However, randomisation should have counteracted any selection bias. Patient recruitment was lower than expected and less than the power calculations, because of a coinciding reduced throughput in patients starting methadone which may partially explain the lack of effect. Furthermore, the patient follow-up rate (62%) was poorer than Akt inhibitor expected owing to the number of patients who moved pharmacy. Although it was possible to verify the treatment status of many patients if they had moved to another local pharmacy, this was not always possible. It was also not always possible to complete a follow-up questionnaire as pharmacies not originally involved in the study were not always
willing or able to have the researcher visit or to ask patients to complete follow-up questionnaires themselves. The movement of patients between pharmacies is an interesting observation that requires further exploration. A study limitation was that it was not possible to determine the extent
to which the intervention was delivered as intended. It is also recognised that the level of MI training provided is not consistent with recommendations for training in MI, as this was not practical. However, the aim of training was not to create motivational interviewers but to use the ethos of MI as a framework for increased communication. Assessment of MI skills of pharmacists attending the final training sessions using the BECCI[13] revealed competence in the use of MI techniques. Difficulty in assessing competency PD-0332991 molecular weight in delivery of MI is well recognised and, in retrospect, it may have been more appropriate to have assessed the integrity Suplatast tosilate of the MI provided using the Motivational Interviewing Treatment Integrity (MITI) scale.[18] However, the trial was pragmatic and pharmacists were to deliver the intervention as they saw fit. This may have differed substantially across pharmacies and may account for the lack of effect on the
primary outcome.
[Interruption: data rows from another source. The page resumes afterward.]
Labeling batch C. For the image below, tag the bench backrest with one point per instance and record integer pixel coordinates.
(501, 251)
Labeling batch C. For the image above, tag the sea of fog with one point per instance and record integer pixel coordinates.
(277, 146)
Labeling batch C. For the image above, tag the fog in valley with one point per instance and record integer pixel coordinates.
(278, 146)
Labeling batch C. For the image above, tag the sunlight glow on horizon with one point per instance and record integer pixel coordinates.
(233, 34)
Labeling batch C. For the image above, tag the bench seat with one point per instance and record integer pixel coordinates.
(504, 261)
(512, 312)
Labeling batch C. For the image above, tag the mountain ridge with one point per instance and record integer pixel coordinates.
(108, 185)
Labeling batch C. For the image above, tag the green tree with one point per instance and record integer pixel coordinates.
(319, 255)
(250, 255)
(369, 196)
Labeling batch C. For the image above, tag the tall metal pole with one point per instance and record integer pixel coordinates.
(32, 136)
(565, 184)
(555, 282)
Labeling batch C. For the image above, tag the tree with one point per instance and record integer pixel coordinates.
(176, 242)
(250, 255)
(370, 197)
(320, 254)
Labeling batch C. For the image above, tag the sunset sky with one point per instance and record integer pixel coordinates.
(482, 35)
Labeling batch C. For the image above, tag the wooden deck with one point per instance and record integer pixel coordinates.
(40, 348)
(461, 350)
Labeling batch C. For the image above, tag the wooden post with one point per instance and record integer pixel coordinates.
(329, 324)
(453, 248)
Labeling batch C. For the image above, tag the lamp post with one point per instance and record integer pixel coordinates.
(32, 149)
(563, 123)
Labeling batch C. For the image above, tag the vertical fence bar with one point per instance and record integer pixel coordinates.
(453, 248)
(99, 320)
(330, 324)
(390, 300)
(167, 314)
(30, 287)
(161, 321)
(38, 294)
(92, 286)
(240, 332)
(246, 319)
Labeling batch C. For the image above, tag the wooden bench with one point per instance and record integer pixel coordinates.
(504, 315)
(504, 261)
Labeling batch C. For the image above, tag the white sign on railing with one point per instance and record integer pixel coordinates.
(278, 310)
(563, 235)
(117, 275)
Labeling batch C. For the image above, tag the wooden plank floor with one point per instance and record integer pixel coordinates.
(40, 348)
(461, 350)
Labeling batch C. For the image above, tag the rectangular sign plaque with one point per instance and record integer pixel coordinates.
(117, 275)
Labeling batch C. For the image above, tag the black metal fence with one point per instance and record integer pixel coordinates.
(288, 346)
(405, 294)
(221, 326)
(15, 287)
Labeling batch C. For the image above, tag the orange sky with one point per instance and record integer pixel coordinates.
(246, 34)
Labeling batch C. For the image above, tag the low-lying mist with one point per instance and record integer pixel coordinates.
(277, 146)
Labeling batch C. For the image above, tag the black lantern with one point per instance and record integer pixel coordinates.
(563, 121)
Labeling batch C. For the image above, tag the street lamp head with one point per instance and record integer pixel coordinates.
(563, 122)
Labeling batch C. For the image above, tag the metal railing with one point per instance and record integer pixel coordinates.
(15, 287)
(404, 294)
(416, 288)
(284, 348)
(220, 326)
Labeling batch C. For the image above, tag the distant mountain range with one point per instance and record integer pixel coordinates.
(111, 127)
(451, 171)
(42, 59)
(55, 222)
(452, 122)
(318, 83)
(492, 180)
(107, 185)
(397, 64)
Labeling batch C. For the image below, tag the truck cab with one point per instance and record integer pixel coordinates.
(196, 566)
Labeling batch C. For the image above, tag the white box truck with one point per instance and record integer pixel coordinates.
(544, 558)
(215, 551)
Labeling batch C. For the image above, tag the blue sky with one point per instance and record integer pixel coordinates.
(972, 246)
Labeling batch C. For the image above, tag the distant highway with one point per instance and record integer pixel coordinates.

Patient feedback suggests intervention pharmacists were talking slightly more to patients than the control group and patients attending these pharmacists were more likely to find these conversations useful. Nevertheless, the level of this communication should have been much higher if the intervention was delivered fully as intended. Ideally the number and length of interactions would have been recorded but we did not want to burden pharmacists with more paperwork. It is also possible that the training may not have sufficiently focused on the key study outcomes such as illicit drug use. Other limitations are that the MAP is based on patient self-report and was conducted by the research fellow who, for practical reasons, was aware of each patients’ randomisation group (as this was done by pharmacy). However, this was the same for both intervention and control patients, is balanced across the groups and the very structured nature of the MAP limits any possible influence of the researcher.